Er würde sowie so zu spät kommen.
Tracy saß neben ihren Partnerin und unterhielt sich angeregt mit ihr, während ich alleine rumsaß und mit meinem Handy rumspielte.

Fast hätte ich mein Handy fallen gelassen, als Ethan sich auf den Platz neben mir fallen ließ.
Mein Nacken kribbelte und mein Bauch zog. Aber ich blieb neutral und sah weiterhin auf mein Handy.
,,Wir haben noch zehn Minuten bis der Unterricht anfängt. Was machst du hier?", fragte ich unbeeindruckt.

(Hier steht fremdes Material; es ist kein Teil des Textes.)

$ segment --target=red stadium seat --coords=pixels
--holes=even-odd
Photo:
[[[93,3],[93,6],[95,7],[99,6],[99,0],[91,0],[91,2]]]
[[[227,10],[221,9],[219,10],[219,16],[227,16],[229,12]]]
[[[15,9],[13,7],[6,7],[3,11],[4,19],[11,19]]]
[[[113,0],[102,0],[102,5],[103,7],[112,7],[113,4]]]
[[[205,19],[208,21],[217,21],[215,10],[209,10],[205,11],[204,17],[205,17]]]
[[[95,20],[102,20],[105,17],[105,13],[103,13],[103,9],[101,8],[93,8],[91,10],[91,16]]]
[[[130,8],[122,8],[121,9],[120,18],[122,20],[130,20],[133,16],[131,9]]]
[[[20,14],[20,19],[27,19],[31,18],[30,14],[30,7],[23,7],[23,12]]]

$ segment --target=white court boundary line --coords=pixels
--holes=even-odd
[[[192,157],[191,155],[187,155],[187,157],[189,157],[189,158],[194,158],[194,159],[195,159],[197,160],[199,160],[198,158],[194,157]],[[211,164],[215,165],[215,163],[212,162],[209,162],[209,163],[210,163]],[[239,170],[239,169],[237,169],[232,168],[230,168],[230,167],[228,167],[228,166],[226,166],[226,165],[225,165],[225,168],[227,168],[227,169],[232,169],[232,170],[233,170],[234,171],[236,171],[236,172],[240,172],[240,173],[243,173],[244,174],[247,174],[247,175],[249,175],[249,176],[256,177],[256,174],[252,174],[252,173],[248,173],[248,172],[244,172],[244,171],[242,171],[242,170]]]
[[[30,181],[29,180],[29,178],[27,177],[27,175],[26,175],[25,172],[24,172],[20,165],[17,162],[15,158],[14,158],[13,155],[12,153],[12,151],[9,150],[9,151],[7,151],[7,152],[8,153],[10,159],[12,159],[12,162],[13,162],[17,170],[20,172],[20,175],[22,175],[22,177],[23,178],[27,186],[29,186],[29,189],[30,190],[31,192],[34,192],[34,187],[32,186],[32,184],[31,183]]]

Ethan seufzte. ,,Warum bist du jetzt so scheiße zu mir?", fragte er und wirkte selbst total genervt.
Überrascht sah ich hoch und sah dass er mich mit zusammengezogenen Brauen und angespannten Kiefer musterte. Irritiert registrierte ich, dass mein Hand zuckte, um über die kleine Falte zu streicheln, die sich zwischen seinen Brauen befand.

,,Ich bin scheiße zu dir?", fragte ich ihn und zog beide Brauen hoch. Wer hatte sich gerade wie ein Arschloch verhalten?
,,Warum machst du mich immer so dumm an wenn Brady dabei ist?"
Normalerweise konnte ich mich wirklich immer kontrollieren, aber bei Ethan ging das nicht. Dieser Typ brachte mich einfach jedes Mal auf die Palme.

Ethan verzog spöttisch das Gesicht und fast hätte ich ihm dafür eine geklatscht.
,,Brady ist lächerlich. Ich kann nicht anders, als ihn zu provozieren. Guck ihn dir doch mal."

Empört öffnete ich den Mund. ,,Brady ist wirklich nett."

,,Nett?" Ethan lachte spöttisch. ,,Nett ist ein beschissenes Adjektiv. Gibts nicht mehr über deinen Lover zu sagen?"

Ich verdrehte die Augen. ,,Erstens ist er nicht mein Lover. Und zweitens ist er nicht nur nett. Er ist lustig, sieht gut aus und hört echt gut zu."

,,Sicherlich. Aber Frauen stehen immer eher auf Männer wie mich", erwiderte Ethan überheblich. Was hatte das jetzt mit unserem Gespräch zu tun?
Und warum ließ ich mich darauf ein?

,,Mag sein. Aber bei Typen wie Brady bleiben Frauen. Bei Typen wie dir bleibt man ein paar Monate, vielleicht ein Jahr. Dann wirst du langweilig, weil du nicht mehr als ein Spielzeug bist", sagte ich ungerührt und sah zu, wie er unzufrieden die Brauen zusammenzog. Fast hätte ich gegrinst.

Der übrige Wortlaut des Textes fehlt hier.